Even Piroxicam, like other non-steroidal anti-inflammatory drugs, is susceptible to interaction with other active ingredients, potentially responsible for variations in therapeutic activity and the safety profile.

For this reason it would be appropriate to pay particular attention to the simultaneous assumption of:

Alcohol, oral anticoagulants and selective serotonin reuptake inhibitors due to increased risk of bleeding;
Diuretics, ACE inhibitors, angiotensin II antagonists, methotrexate and ciclosporin, given the ability to increase the renal toxicity of Piroxicam;
Active ingredients capable of altering gastric motility, activated carbon and cimetidine, capable of varying the systemic absorption profile of Piroxicam;
Antibiotics and substrates of cytochromial enzymes, capable of altering the pharmacokinetic profile of Piroxicam, enhancing the potential side effects.
NSAIDs, opioids and corticosteroids given the increased analgesic effect of their interaction;
Lithium, due to the increased concentration of this drug with a significant increase in its toxicity.
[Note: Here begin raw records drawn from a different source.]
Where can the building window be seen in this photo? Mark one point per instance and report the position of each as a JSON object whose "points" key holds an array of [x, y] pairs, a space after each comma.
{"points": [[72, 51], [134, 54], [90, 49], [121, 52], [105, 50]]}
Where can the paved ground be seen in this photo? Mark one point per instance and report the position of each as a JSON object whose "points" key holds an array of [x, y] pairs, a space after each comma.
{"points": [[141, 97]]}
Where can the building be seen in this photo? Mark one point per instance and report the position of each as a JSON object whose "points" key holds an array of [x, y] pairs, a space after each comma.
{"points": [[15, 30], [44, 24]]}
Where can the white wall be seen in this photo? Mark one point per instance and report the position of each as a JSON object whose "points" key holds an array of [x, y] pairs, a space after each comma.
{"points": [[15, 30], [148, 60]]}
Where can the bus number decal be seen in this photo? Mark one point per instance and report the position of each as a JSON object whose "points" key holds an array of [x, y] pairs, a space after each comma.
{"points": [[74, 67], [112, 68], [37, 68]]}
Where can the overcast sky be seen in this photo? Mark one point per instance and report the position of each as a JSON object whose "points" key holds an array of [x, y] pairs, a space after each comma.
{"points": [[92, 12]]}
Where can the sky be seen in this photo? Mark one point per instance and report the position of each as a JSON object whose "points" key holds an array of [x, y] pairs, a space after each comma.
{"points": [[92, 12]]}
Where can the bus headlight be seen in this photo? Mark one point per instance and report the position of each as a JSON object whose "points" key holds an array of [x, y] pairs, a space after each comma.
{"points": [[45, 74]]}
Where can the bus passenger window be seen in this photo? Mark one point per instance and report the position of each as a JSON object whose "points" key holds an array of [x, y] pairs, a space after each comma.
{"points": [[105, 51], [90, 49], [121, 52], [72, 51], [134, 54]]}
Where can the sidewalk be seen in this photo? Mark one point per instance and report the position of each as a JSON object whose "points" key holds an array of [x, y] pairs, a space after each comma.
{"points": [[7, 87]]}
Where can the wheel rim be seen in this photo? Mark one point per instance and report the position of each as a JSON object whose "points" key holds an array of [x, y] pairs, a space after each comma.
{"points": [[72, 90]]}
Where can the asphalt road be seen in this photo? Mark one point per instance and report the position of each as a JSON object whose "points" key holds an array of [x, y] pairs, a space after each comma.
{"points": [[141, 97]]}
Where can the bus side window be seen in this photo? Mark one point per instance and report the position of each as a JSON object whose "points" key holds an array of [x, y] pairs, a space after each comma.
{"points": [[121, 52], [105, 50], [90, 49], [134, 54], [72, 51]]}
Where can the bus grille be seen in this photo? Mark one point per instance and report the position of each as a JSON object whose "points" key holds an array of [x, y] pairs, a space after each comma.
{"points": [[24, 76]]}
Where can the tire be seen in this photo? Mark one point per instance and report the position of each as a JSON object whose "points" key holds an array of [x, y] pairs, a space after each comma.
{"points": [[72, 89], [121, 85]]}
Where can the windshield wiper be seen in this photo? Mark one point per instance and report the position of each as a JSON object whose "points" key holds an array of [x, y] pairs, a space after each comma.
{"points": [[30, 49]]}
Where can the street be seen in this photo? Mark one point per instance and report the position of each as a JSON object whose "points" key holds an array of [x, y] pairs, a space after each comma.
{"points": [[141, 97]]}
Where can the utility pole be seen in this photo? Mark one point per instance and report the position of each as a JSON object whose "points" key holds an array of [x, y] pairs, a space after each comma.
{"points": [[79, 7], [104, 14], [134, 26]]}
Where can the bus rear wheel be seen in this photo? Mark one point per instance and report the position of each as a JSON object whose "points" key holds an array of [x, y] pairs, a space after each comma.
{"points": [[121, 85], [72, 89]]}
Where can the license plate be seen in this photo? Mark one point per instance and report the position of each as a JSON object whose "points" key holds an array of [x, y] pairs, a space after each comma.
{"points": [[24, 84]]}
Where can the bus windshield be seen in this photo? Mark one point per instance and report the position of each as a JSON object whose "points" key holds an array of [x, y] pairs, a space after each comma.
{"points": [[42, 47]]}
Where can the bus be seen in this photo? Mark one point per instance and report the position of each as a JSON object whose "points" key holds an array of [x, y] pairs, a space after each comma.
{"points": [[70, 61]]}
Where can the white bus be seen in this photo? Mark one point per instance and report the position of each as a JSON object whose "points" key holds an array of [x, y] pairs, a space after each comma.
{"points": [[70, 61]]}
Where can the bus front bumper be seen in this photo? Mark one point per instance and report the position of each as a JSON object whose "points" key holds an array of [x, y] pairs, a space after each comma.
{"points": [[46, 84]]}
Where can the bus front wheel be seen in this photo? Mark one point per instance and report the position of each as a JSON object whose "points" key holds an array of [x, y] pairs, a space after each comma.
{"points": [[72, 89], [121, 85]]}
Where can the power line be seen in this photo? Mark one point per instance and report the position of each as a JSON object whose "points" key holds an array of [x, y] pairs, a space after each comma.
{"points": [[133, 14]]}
Contraindications BREXIN ® Piroxicam

The use of BREXIN ® is contraindicated in case of hypersensitivity to the active ingredient or to one of its excipients, hepatic and renal insufficiency, gastric ulcers and gastrointestinal pathologies, severe heart failure and simultaneous use of anticoagulants or other non-steroidal anti-inflammatory drugs.
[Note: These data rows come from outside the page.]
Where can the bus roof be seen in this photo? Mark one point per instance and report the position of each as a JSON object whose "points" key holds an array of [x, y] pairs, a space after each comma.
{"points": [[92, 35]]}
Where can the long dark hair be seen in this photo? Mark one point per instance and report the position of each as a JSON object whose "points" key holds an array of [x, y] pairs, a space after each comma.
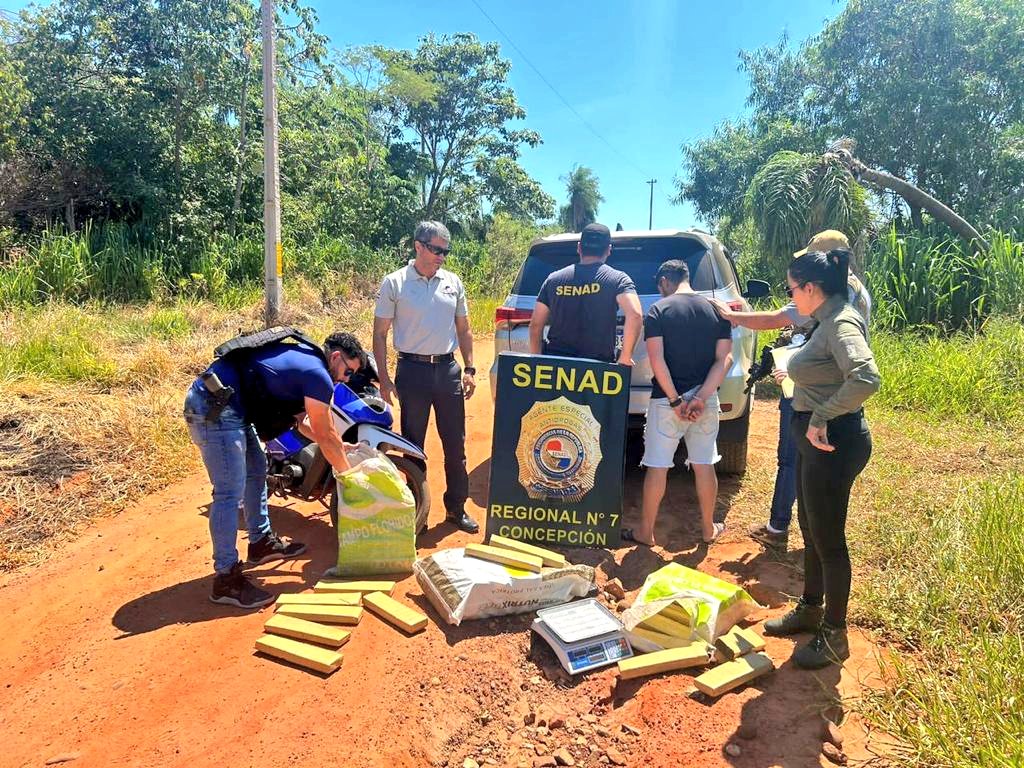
{"points": [[830, 270]]}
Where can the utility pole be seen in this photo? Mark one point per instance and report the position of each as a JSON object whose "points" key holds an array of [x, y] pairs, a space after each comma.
{"points": [[271, 177], [650, 215]]}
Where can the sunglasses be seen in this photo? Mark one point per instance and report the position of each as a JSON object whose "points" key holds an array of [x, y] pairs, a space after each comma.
{"points": [[788, 290], [435, 250]]}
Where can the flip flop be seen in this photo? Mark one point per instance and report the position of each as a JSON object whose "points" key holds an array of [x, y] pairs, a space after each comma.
{"points": [[628, 537], [719, 529]]}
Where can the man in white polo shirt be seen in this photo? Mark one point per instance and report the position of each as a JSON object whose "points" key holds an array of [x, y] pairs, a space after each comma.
{"points": [[426, 306]]}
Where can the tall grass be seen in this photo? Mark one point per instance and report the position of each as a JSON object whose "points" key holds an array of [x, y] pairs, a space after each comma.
{"points": [[976, 374], [923, 280], [119, 263], [947, 584]]}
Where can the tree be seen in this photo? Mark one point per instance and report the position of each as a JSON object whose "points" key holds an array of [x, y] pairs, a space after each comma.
{"points": [[462, 124], [930, 111], [795, 196], [929, 90], [135, 110], [584, 198], [715, 168]]}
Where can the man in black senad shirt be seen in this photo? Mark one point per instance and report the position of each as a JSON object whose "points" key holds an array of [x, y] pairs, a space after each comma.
{"points": [[581, 302], [690, 349]]}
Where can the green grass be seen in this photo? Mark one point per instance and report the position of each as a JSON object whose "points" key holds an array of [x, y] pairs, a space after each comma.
{"points": [[945, 581], [481, 312], [64, 345], [919, 279], [967, 375]]}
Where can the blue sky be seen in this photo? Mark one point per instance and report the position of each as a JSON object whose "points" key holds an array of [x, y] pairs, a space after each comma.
{"points": [[646, 75]]}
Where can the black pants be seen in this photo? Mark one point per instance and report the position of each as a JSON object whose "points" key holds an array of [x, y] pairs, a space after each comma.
{"points": [[823, 482], [438, 385]]}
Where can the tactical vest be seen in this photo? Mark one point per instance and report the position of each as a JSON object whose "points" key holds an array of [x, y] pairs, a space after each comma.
{"points": [[269, 415]]}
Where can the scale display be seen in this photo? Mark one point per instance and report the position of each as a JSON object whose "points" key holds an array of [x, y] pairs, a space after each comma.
{"points": [[584, 635], [598, 654]]}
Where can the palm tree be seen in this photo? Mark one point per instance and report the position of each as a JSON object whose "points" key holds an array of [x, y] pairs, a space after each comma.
{"points": [[582, 186], [842, 152], [795, 196]]}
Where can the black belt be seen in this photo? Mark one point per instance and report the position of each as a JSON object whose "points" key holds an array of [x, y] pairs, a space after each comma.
{"points": [[448, 357]]}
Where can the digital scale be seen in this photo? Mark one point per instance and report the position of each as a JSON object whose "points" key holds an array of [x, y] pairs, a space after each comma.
{"points": [[584, 635]]}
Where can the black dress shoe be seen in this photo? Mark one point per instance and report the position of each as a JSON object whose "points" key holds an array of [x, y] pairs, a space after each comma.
{"points": [[463, 521]]}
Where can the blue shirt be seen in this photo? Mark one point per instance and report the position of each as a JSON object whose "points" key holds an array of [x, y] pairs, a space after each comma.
{"points": [[288, 371]]}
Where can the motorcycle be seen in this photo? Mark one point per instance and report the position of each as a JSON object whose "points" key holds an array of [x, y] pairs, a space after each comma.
{"points": [[297, 469]]}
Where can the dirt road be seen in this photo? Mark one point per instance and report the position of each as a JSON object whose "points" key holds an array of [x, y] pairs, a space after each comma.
{"points": [[112, 654]]}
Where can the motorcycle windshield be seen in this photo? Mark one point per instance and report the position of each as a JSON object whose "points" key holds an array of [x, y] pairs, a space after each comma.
{"points": [[285, 444], [356, 409]]}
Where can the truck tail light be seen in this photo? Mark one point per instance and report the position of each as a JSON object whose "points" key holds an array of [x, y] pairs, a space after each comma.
{"points": [[512, 315]]}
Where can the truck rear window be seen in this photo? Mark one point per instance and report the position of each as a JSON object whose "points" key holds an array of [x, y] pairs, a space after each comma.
{"points": [[638, 257]]}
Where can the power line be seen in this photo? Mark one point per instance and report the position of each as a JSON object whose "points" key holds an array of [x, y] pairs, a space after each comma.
{"points": [[554, 90]]}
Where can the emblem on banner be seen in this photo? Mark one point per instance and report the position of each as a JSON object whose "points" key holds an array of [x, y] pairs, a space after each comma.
{"points": [[559, 450]]}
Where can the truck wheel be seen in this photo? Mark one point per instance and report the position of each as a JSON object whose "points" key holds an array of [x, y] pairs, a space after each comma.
{"points": [[416, 480], [733, 458]]}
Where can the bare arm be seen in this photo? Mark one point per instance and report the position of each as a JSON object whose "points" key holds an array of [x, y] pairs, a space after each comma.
{"points": [[723, 358], [716, 375], [655, 355], [465, 336], [302, 424], [324, 431], [754, 321], [630, 304], [537, 324], [381, 327]]}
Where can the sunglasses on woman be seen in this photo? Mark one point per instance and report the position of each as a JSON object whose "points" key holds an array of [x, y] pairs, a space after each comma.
{"points": [[435, 250]]}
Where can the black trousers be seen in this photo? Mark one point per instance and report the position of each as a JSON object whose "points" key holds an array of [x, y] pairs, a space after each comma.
{"points": [[438, 385], [823, 483]]}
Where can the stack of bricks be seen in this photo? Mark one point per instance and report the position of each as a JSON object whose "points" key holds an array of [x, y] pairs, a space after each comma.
{"points": [[738, 650], [307, 628]]}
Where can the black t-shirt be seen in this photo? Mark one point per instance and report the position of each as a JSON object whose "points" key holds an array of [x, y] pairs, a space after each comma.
{"points": [[690, 330], [584, 301]]}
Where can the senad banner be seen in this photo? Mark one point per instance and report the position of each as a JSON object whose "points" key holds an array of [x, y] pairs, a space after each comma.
{"points": [[556, 462]]}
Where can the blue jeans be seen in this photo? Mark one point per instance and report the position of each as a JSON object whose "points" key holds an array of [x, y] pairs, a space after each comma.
{"points": [[785, 477], [237, 466]]}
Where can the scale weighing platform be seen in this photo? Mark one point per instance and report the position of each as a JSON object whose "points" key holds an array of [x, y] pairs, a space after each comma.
{"points": [[584, 635]]}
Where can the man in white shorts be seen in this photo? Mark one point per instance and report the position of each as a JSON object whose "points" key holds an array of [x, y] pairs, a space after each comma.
{"points": [[690, 348]]}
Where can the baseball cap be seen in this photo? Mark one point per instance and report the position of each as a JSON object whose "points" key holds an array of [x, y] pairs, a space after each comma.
{"points": [[594, 239], [829, 240]]}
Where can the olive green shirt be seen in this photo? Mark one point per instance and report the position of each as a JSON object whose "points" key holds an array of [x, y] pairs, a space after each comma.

Undesirable effects - Side effects

Although the selective inhibition of Piroxicam should have limited the side effects of therapy with non-steroidal anti-inflammatory drugs, different clinical trials and careful post-marketing monitoring have shown that taking this active ingredient can determine quite often the appearance of:

Gastrointestinal reactions such as nausea, vomiting, diarrhea, flatulence, melena, hematemesis, bleeding, enteropathy, gastritis and peptic ulcers;
Fortunately rare metabolic reactions such as hyperkalemia, hypoglycemia and hyperglycemia;
Jaundice, hepatitis and increase in transaminases;
Haematological reactions such as hematocrit reduction, anemia, leukopenia, thrombocytopenia;
Side effects at central level with drowsiness, headache, dizziness, depression, nervousness and insomnia;
Hypertension, angina and associated cardiovascular diseases;
Dermatological hypersensitivity reactions such as eczema, hives, itching, rashes and in the most serious cases but fortunately very rare toxic epidermal necrolysis.

The aforementioned reactions, and in particular the most frequent ones affecting the gastrointestinal mucosa, appear to have incidence and severity proportional to the dose of Piroxicam taken and to the duration of therapy.